[cfe-dev] [analyzer] Summary IPA thoughts

Wed Oct 21 06:41:46 PDT 2015

Awesome!

So this implementation doesn't give the performance gain you were expecting, but what kind of performance gain does it give?
Do you get roughly the same or better quality of analysis?  I would measure this in terms of number of bugs from before vs. number of bugs after, but maybe there is a better metric for quality of analysis.
How is memory usage affected?  Based on your design, I suspect that you are using more memory, as you aren't throwing out engines and graphs after each function, but I don't know that for sure.

Employee of Qualcomm Innovation Center, Inc.
Qualcomm Innovation Center, Inc. is a member of Code Aurora Forum, a Linux Foundation Collaborative Project

-----Original Message-----
From: cfe-dev [mailto:cfe-dev-bounces at lists.llvm.org] On Behalf Of hao/NoQ via cfe-dev
Sent: Wednesday, October 21, 2015 6:50 AM
To: cfe-dev at lists.llvm.org
Subject: [cfe-dev] [analyzer] Summary IPA thoughts

 Dear All,

We down there (mostly me and Alexey Sidorin, whom you might have also seen here in the lists), after some digging into the analyzer code, have coded a working proof-of-concept draft of summary-based inter-procedural analysis implementation for the static analyzer. The code is still too rough and dirty to publish as a review, however, as tl;dr of the current status, we reached the point where:

  (good.1) The implementation doesn't crash, on quite large test codebases, eg. Android;
  (good.2) It also doesn't seem to cause any noticable increase in false positive rate;
  (good.3) Path-sensitive bug reports are constructed more or less correctly.

Additionally, the implementation is not really extremely complicated or hard-wired together, so many things can be re-discussed and re-thought.

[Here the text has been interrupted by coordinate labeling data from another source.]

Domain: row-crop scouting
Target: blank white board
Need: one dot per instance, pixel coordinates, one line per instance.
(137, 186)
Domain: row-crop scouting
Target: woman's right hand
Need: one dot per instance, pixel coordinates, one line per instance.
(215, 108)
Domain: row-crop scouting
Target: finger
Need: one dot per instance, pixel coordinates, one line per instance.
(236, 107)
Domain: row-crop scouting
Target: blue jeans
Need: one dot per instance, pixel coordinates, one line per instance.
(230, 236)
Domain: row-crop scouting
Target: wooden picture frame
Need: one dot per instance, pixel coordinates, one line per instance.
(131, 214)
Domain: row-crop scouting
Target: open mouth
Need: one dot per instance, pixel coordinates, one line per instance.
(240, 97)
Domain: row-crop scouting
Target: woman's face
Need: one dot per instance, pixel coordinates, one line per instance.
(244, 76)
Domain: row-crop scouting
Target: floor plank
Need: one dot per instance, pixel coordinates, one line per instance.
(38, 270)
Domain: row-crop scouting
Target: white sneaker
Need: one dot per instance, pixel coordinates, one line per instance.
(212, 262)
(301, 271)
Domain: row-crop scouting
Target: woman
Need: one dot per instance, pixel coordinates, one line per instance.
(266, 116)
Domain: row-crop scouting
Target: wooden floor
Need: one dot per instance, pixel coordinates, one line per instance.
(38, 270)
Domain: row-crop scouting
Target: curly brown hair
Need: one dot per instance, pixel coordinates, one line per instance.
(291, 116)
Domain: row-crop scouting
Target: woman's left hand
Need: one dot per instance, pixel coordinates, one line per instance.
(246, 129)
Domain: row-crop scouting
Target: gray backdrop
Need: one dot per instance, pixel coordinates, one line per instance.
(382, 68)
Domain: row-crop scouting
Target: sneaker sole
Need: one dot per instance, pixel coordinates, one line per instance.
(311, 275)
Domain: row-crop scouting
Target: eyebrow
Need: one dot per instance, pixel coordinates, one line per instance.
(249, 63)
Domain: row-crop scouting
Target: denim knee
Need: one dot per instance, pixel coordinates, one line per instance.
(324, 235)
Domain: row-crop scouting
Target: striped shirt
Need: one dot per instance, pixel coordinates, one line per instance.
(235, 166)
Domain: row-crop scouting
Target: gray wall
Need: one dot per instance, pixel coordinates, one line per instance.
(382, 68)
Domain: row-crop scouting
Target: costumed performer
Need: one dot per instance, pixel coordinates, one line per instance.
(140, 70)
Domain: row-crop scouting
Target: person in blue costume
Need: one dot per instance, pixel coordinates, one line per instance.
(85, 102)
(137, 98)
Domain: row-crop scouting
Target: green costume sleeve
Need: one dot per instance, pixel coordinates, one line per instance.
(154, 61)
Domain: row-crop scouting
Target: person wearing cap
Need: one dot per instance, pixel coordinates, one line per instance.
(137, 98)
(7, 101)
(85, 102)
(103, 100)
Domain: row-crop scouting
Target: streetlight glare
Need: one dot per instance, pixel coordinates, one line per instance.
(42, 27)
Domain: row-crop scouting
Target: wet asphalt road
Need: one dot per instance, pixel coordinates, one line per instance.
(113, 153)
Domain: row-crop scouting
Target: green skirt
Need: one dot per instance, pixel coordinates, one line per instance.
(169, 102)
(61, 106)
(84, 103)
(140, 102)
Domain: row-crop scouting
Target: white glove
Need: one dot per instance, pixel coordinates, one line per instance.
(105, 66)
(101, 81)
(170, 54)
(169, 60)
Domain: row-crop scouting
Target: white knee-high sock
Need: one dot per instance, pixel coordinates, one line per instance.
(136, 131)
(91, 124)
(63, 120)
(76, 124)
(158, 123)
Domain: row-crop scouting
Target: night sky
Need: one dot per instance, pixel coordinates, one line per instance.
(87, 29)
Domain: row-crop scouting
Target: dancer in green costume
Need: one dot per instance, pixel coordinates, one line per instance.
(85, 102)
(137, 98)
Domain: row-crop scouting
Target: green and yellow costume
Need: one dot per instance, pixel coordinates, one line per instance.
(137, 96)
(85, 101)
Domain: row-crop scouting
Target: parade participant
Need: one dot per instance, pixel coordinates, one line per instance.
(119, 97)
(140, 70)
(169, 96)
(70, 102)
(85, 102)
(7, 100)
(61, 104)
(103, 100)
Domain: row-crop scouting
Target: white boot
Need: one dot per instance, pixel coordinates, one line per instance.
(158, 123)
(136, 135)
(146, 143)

The bad parts, still many, but hopefully some of them would get sorted out in time:

  (bad.1) Doesn't yet offer as much performance gain, in bugs-per-second, as we initially expected;
  (bad.2) Requires significant support on checker side, unlike inlining, and most official checkers were not yet updated, instead we were tweaking our own checkers, yet the method seems universal enough;
  (bad.3) Could use some refactoring and also needs rebase on the latest clang, cause we diverged quite a bit, before we publish;
  (bad.4) Certain features are not yet supported:
    - Recursion is not yet modeled correctly;
    - Taint analysis is not yet supported;
    - Only default implementations of Store Manager and Constraint Manager are supported;
    - Objective-C is not yet supported (unfortunately, none of us understands it well enough).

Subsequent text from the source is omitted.